Scotland is the setting for my favourite version of a famous story about the comic, who died on Sunday at the age of 90.
The musician Phil Cunningham tells the anecdote with tattyfilarious style – and swears it is all true.
After a gig in the NorthEast, Phil was invited into the manse of the local church for a few drams. Noticing a large picture of Ken Dodd, he remarked that he, too, was a great fan.
The minister coldly replied: ‘That’s my wife.’
Dodd, the comedy king of Knotty Ash, could have had even closer links to Scotland if he had dipped into his piggy bank and become a Scots laird. He went to view the hamlet of Kendoon, on the edge of the Galloway Forest, because it sounded like his name.

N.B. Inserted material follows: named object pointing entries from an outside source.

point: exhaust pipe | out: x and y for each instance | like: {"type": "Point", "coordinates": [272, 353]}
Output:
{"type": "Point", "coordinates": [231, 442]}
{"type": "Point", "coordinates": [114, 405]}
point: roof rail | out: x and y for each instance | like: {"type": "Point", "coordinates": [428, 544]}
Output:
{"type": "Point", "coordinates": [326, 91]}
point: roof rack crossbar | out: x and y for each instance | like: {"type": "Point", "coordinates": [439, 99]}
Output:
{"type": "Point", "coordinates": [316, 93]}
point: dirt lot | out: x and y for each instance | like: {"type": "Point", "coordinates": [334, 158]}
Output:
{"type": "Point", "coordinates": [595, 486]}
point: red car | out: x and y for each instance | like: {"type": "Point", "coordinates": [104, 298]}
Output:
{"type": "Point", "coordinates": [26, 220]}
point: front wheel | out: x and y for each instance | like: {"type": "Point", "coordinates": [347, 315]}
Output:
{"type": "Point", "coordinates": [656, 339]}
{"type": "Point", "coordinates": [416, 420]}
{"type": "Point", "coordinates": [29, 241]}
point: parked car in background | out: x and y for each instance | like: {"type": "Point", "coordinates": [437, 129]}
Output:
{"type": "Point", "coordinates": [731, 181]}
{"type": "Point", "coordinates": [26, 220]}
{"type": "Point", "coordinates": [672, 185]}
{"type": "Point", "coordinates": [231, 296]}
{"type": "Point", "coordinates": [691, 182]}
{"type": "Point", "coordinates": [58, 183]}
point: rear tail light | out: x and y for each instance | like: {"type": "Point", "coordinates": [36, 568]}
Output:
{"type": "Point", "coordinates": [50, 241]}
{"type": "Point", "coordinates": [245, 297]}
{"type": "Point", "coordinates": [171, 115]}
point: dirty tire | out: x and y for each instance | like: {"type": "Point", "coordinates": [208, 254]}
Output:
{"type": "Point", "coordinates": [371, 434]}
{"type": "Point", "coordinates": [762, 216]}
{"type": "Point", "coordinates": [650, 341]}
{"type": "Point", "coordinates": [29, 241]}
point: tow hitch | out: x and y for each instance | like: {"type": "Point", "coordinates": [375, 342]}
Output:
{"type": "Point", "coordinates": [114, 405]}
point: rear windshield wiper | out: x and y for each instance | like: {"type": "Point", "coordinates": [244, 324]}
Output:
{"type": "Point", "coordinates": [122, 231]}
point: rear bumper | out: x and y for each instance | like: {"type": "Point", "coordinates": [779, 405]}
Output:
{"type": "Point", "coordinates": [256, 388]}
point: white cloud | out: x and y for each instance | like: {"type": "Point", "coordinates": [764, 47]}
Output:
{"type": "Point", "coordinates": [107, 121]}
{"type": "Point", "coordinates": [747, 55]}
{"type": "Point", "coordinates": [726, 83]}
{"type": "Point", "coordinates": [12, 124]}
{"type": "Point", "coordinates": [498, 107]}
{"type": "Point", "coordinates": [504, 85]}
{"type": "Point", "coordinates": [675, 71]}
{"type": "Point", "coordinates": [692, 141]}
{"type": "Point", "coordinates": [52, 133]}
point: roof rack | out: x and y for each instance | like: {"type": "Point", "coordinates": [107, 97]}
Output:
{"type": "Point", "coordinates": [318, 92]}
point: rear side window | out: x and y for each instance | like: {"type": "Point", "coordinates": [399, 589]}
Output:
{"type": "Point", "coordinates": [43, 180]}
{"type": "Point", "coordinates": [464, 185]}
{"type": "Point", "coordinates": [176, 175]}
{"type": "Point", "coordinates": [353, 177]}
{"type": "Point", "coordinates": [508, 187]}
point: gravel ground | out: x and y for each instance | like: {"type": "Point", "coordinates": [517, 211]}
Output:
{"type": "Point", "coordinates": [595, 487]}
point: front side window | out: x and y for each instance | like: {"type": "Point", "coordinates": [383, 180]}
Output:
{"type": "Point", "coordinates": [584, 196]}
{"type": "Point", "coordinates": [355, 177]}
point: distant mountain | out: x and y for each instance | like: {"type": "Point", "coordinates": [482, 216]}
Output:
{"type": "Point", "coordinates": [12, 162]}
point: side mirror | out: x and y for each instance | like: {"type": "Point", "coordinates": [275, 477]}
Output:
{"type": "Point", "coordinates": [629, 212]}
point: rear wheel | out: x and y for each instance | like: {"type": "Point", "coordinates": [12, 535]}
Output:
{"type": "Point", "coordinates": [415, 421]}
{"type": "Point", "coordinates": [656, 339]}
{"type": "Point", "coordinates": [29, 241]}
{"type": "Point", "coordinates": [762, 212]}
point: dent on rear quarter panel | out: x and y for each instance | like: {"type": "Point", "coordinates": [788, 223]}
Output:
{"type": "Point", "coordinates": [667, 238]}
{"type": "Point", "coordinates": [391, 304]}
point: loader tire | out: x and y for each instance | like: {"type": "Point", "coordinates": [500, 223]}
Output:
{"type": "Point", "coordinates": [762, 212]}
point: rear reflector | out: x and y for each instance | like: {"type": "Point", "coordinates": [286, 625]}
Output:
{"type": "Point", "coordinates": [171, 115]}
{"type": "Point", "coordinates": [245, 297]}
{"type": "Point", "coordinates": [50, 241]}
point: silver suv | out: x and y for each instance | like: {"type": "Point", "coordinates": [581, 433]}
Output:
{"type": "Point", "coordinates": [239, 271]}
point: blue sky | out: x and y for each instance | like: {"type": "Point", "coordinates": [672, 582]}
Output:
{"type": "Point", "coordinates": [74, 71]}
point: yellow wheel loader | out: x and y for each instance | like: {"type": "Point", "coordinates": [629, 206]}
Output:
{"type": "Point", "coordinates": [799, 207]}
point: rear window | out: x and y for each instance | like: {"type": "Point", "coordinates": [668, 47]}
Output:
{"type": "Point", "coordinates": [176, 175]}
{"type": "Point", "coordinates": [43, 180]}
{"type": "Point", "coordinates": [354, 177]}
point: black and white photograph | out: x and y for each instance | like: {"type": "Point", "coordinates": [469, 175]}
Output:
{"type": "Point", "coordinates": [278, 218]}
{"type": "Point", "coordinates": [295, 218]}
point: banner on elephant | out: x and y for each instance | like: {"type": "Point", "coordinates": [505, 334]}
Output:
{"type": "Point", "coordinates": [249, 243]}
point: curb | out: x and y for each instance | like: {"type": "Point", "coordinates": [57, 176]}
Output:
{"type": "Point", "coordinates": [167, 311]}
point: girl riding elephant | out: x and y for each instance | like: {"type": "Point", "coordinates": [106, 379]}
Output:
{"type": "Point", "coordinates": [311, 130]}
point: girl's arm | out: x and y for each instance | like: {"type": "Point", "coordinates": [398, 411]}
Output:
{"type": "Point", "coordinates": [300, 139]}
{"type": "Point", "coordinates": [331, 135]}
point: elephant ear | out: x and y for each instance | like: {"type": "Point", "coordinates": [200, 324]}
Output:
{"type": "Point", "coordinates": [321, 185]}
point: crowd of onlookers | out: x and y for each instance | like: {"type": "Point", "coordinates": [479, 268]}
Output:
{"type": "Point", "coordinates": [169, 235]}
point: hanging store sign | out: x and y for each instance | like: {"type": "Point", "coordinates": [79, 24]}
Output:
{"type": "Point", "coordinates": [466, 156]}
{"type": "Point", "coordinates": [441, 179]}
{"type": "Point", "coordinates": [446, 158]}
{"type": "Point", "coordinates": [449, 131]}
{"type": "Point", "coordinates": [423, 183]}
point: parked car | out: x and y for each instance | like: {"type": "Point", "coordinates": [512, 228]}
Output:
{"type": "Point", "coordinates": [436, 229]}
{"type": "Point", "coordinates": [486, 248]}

Had Doddy paid the £27,000 asking price, he could have looked out over his Scots estate by climbing to the top of Dodd Hill. A few miles away was Loch Ken, where he could have gone for a dip.
What always struck me about Dodd was how well he knew and loved his local audiences, telling a Widnes audience that their heavily industrialised town was the only place in Britain where brown daffodils grew, while Sellafield is where tom cats lit up at night.
Glasgow changed after being the cultural city of Europe, according to Doddy, who said Weegies no longer had street fights. Instead there were ‘pavement debates’.